Dette, patrimoine et intérêts…
En regard de la dette de la France, il convient de se préoccuper des richesses, or « La France aussi a un patrimoine, détenu par les ménages, les entreprises et l’Etat. Il est d’environ 16.700 milliards d’euros, soit plus de huit fois la dette ! ». Mazette… D’un coup, on se détend. Sauf que surgit le problème des enfants : « Qu’est-ce qu’on va laisser à nos enfants ? », sachant que « Chaque enfant qui naît en France doit 30.000 euros au titre de la dette publique ». Est-ce que cet argument tient la route ? Ben, pas tant que ça : « Le bébé français naît riche et endetté, mais sept fois plus riche qu’endetté », en réalité, avec un patrimoine des ménages évalué à 429.000 euros par ménage, que multiplie le nombre de ménages, « on obtient 11.939 milliards d’euros ». Plus le patrimoine de l’Etat et des collectivités locales (2.500 milliards). Tout compte fait, le bébé, il n’a pas de souci à se faire, pas plus que ça disons. Sauf que … c’est sans compter les intérêts : « À la louche, 50 milliards d’euros en 2014 » (toutes les explications dans l’ouvrage). Les auteurs poursuivent en posant des questions de bon sens : « À qui doit-on cet argent ? » et d’autres encore, du même acabit auxquelles ils répondent sans ambages. Tout ça pour en arriver à cette conclusion, empruntée à Roosevelt : « La seule chose qu’il faut craindre, c’est la peur ». Eh ouais : moins la dette que la peur, et la culpabilité et les croyances. Ne pas céder aux rumeurs, aux propos abscons genre « Cette crise est systémique. Ça veut juste dire qu’elle est systématique ».
À l’instar des auteurs, sachons prendre nos distances avec la dette, démystifions le sujet, et quoi de mieux qu’une fête ? Christophe Alévêque et Vincent Glenn qui rappellent « Nous avons jubilé de la dette » (quelle verve, y’a pas à dire !), nous invitent, comme ça mine de rien, à célébrer la dette. Puisqu’on a tout compris du sujet, et qu’il ne nous effraie plus, soyons fous et malicieux : profitons-en !
Au CentQuatre à Paris (à sujet capital, lieu central du Parisiannisme, tout de même), à partir de 19h, le 28 mai.
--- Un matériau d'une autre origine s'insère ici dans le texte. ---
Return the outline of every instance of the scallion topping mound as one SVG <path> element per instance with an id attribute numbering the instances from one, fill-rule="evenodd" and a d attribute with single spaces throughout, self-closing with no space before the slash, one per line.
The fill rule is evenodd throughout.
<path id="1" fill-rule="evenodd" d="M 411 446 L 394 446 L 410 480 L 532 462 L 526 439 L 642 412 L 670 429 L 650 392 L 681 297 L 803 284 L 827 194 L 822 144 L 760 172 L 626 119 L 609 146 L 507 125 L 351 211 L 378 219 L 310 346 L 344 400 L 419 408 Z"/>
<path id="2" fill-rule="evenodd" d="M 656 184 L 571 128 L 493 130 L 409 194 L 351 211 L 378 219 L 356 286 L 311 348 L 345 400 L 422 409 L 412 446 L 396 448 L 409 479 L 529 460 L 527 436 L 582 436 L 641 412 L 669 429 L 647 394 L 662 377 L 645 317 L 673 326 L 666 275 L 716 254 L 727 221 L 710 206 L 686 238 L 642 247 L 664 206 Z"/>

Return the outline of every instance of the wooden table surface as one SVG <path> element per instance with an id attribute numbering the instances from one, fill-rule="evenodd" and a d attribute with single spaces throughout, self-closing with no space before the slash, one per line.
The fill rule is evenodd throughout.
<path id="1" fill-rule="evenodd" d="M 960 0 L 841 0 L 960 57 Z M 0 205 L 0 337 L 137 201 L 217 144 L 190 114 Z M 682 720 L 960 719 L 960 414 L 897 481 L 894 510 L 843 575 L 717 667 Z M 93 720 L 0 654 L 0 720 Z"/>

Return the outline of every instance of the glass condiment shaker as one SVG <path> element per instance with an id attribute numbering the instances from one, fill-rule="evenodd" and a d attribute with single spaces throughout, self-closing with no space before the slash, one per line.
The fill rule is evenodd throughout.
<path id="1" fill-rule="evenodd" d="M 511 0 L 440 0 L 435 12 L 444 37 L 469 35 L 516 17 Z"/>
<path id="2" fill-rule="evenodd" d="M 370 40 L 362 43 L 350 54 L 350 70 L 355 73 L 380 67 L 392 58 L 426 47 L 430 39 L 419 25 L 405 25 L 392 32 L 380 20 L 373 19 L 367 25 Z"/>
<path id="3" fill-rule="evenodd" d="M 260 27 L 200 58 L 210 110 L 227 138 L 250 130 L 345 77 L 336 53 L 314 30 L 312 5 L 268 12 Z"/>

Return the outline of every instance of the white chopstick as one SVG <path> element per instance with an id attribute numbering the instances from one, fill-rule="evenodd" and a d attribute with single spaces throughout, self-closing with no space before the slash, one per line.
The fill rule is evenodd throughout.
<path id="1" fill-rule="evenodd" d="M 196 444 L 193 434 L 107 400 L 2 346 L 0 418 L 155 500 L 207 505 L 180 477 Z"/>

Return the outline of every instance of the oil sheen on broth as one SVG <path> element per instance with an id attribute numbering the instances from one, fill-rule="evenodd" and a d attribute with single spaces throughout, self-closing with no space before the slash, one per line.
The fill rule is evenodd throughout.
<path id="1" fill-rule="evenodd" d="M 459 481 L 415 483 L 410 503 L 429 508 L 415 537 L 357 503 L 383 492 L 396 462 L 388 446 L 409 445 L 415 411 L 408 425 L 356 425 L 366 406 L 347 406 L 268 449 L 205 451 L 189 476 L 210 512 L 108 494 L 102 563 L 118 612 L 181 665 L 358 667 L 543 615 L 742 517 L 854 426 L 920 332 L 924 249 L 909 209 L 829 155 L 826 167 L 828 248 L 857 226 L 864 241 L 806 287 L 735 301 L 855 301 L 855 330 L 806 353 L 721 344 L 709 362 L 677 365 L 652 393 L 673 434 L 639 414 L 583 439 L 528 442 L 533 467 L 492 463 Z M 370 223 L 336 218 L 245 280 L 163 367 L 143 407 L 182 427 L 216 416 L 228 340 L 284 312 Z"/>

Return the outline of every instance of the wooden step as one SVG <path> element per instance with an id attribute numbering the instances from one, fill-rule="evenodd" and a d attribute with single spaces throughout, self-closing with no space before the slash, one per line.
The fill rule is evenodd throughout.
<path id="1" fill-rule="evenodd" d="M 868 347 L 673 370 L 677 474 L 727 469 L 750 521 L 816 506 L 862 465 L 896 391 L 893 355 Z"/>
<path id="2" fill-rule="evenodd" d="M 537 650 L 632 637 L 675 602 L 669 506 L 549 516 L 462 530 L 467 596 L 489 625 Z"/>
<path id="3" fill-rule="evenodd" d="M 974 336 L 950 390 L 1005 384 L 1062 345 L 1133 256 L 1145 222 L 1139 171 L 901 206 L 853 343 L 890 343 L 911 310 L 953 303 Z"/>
Soyez au rendez-vous ! Avec Renaud comme parrain de cette 3ème fête, déjà –comme le temps passe, le magicien Antoine qui fera carrément disparaître la dette (qui rappelons-le est virtuelle). Tous les bénéfices de cette soirée ludique, éducative et solidaire seront reversés au Secours Populaire. Au programme, un spectacle, des animations, un bal. Bref une fête populaire pour une dette qui nous concerne tous.
« On marche sur la dette. Vous allez enfin comprendre ! » Christophe Alévêque et Vincent Glenn, éditions de la Martinière. Nouvelle édition, augmentée, 15 euros, 211 pages.